A Teacher in Tanzania: Paul’s story
Former teacher Paul Jennings took a real chance when he left UK classrooms to volunteer as a teacher facilitator in one of the most deprived parts of Tanzania.
“I’m a teacher facilitator in Lindi. My role involves working with teachers at 12 different secondary schools, aiming to give them a few more tools that they can use to engage children.
Lindi has some of the poorest educational outcomes in Tanzania, and retaining pupils from primary to secondary school is a real challenge.
Change can be slow in projects like this but there was a real positive difference over time. The work we did to train ‘teacher mentors’ was a real leap forward. I trained five promising teachers to do what us facilitators were doing, so that they could continue to impart that knowledge for years to come. We actually found the local staff learnt from their fellow teachers better than from us volunteers.
One teacher in particular has really improved. Rebecca from Angaza School came forward to work with me, and had only been teaching a year. She had so much enthusiasm and a rapport with students that you don’t see very often. She had a genuine warmth and real joy for her work.

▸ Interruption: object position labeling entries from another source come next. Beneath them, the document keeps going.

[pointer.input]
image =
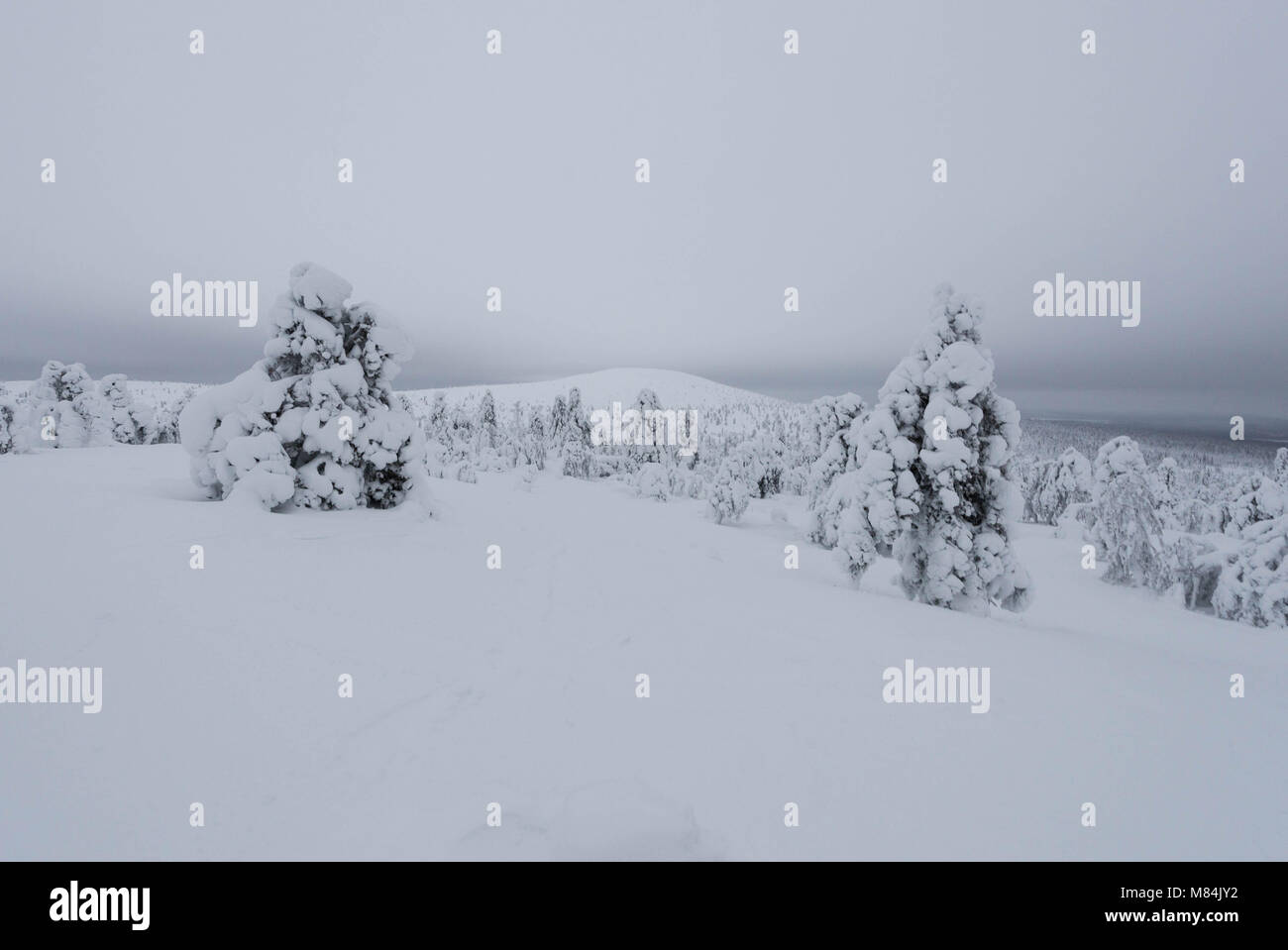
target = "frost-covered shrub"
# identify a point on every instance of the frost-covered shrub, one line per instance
(951, 439)
(832, 426)
(1253, 585)
(1258, 499)
(728, 495)
(1198, 566)
(578, 459)
(132, 422)
(167, 415)
(63, 400)
(1055, 484)
(321, 398)
(652, 481)
(8, 424)
(1166, 486)
(857, 514)
(1127, 531)
(1197, 516)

I believe that education has to be the root of everything. It’s key, but one of the hardest things to address. If you don’t give children a strong education from the start, they can’t take advantage of opportunities that come up. They might make lifestyle choices that will make it difficult for their families to escape poverty.
It’s about sharing technical skills and knowledge, and an understanding of how they can find a way to build a better future.
Volunteering offers something unique. It’s where VSO really stands out, placing highly skilled professionals where they are needed most. They’re experts in their own right and can lend a huge amount of knowledge. But by working together with local partners, they can find the best match for the solution. It’s the blend of experiences that leads to the most innovative thinking.”